Hening sejenak. Purbajaya tak tahu, apa yang dilakukan kedua orang itu di saat tak saling berbicara. Purbajaya tak berani bergerak, apalagi berusaha melongok ke arah tempat di mana kedua orang itu tengah bercakap-cakap. Baik Paman Jayaratu mau pun Pangeran Arya Damar adalah orang-orang pandai dan mungkin akan mudah curiga kepada setiap gerakan asing sebagaimana halus pun.
“Rencana-rencanamu membahayakan Carbon, Arya…” kata Paman Jayaratu menyebut nama bangsawan itu begitu saja.
“Tidak lebih berbahaya dibandingkan dengan kebijakan Pangeran Suwarga yang memilih diam.
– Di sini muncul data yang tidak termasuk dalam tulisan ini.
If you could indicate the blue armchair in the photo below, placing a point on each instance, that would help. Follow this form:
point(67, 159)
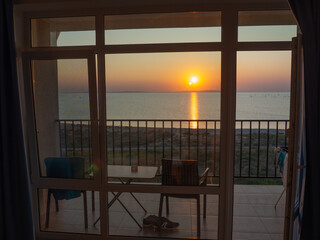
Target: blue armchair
point(65, 167)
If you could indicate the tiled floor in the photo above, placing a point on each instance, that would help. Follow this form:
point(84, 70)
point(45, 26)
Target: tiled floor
point(254, 215)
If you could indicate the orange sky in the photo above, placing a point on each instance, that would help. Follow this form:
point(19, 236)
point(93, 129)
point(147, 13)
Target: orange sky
point(163, 72)
point(170, 72)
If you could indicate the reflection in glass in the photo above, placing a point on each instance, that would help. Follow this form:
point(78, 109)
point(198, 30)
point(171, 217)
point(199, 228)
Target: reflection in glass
point(58, 32)
point(61, 101)
point(164, 105)
point(263, 26)
point(71, 211)
point(163, 28)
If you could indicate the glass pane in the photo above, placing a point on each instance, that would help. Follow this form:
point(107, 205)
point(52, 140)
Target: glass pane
point(164, 105)
point(58, 32)
point(163, 28)
point(263, 26)
point(65, 211)
point(61, 99)
point(181, 218)
point(262, 118)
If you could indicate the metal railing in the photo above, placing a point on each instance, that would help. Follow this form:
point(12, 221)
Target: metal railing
point(146, 142)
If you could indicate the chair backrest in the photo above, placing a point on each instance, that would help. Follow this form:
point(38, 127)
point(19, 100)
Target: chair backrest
point(65, 167)
point(177, 172)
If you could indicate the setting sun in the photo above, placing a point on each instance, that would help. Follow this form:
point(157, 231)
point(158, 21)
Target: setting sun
point(193, 80)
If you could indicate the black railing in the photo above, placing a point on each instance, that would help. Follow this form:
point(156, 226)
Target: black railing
point(146, 142)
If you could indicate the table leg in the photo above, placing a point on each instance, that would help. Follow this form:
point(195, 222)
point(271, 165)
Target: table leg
point(135, 198)
point(128, 212)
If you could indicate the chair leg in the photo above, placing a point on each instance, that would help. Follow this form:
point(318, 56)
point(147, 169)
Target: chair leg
point(204, 205)
point(85, 209)
point(167, 205)
point(48, 208)
point(57, 205)
point(198, 217)
point(92, 198)
point(160, 205)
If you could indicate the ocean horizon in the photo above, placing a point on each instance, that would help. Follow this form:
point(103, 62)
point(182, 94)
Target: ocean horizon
point(203, 105)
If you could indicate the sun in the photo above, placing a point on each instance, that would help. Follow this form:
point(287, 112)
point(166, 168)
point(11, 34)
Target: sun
point(193, 80)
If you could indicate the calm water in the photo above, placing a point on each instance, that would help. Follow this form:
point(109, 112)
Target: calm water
point(204, 105)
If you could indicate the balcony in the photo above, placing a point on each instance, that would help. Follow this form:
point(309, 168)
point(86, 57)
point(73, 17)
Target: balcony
point(255, 216)
point(145, 142)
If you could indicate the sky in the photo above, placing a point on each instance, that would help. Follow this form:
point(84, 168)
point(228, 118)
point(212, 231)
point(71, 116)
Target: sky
point(171, 72)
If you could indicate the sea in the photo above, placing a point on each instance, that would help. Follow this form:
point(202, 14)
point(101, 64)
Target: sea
point(178, 105)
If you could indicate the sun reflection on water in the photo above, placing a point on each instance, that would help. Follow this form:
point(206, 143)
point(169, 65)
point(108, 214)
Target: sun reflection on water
point(194, 110)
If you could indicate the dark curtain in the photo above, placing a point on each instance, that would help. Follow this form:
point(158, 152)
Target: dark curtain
point(307, 13)
point(15, 209)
Kau harus tahu, Carbon lemah dan kedudukannya selalu berada di bawah Demak hanya karena ada beberapa pejabat Carbon yang tak memiliki ambisi. Kau harus tahu, sebuah kemajuan perlu ambisi,” kata Pangeran Arya Damar tak kurang sengitnya dalam mengutarakan pendapat.
“Tapi ambisi membuat orang tergelincir,” kata Paman Jayaratu memotong kalimat.
“Tergelincirkah aku?”
“Boleh dibilang ya!”
“Kau menganggapku tergelincir hanya karena aku berpaling dari Pangeran Suwarga. Sementara itu kau tak melihat manfaatnya usahaku dalam mengupayakan keberadaan negri,” sergah Pangeran Arya Damar.
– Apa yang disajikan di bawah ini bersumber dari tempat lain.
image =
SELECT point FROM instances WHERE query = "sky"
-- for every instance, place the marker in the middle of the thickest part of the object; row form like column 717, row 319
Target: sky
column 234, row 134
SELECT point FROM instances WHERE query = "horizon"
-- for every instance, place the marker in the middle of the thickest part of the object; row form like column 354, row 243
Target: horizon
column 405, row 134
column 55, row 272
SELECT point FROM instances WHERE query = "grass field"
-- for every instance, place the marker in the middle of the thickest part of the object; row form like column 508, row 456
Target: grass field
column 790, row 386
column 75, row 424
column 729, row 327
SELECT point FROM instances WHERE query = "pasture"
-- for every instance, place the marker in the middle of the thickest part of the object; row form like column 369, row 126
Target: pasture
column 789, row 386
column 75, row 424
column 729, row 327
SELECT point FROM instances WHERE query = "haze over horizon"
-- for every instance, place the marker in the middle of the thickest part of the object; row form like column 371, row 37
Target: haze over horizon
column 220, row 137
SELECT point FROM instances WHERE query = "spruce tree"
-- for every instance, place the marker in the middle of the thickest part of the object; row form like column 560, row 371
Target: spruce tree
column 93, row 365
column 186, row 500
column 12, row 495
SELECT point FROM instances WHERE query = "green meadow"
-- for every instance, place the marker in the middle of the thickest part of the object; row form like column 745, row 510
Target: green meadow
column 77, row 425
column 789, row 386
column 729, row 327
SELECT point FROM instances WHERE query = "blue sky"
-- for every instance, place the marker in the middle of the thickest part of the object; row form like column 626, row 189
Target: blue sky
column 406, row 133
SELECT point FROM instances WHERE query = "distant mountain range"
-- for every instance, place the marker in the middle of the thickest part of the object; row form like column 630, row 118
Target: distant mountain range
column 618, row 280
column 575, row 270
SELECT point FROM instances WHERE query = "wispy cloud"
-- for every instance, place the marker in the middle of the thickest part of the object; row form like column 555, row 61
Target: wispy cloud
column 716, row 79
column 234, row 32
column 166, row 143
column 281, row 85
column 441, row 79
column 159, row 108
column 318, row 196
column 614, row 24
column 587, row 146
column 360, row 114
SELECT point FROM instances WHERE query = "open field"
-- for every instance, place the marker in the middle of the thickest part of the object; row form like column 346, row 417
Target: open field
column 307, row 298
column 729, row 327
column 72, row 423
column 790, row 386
“Justru jalan pikiran ini yang membuat dirimu tergelincir,” kembali Paman Jayaratu memotong omongan orang. ”Bahwa Carbon tak akan menyerang Pajajaran, itu bukan saja sekadar kebijakan seorang hulu-jurit bernama Suwarga, melainkan juga sudah jadi kesepakatan Carbon. Semenjak Carbon oleh seluruh para wali (Wali Sanga) diputuskan menjadi puser bumi Islam di Jawa Kulon, maka tak lagi ada kekerasan. Penyebaran agama baru harus dilalui dengan jalan damai tanpa salah satu menekan lainnya dan tanpa salah satu menyakiti lainnya.
“Keliru! Pajajaran harus dihancurkan sebab tak mau masuk Islam!” kata Pangeran Arya Damar tegas.
“Jangan campur-adukkan kepentingan agama dan politik. Engkau bertekad menghancurkan Pajajaran bukan karena urusan agama, melainkan karena ambisi politikmu. Sudah sejak lama engkau membayangkan, bila kau berhasil melumpuhkan Pajajaran dan membawanya masuk ke bawah kekuasaan Carbon, maka kau akan dapat bintang. Bintang apakah itu? Aku tak bisa memperkirakannya, sejauh mana kau punya ambisi. Barangkali kau ingin menggeser kedudukan hulu-jurit , atau bisa juga kau ingin ditempatkan di wilayah Pajajaran dengan jabatan mangkubumi bahkan lebih tinggi dari itu. Itu hanya kau yang tahu tentang cita-citamu,” tutur Paman Jayaratu lagi dengan berani.
Hening sejenak. Kemudian terdengar kekeh kecil Pangeran Arya Damar. “Engkau orang cerdik. Sebetulnya aku perlu orang-orang sepertimu. Daripada kau hidup terasing dan terlunta-lunta di negri sendiri, mengapa tidak gabung saja denganku?”
“Aku memang punya keinginan tapi tak sama dengan ambisimu,” gumam Paman Jayaratu.
“Apakah engkau akan terus begini, hidup tak punya pijakan dan masa depan? Ingat, hanya aku yang akan bisa mengangkat kembali derajatmu!” kata Pangeran Arya Damar.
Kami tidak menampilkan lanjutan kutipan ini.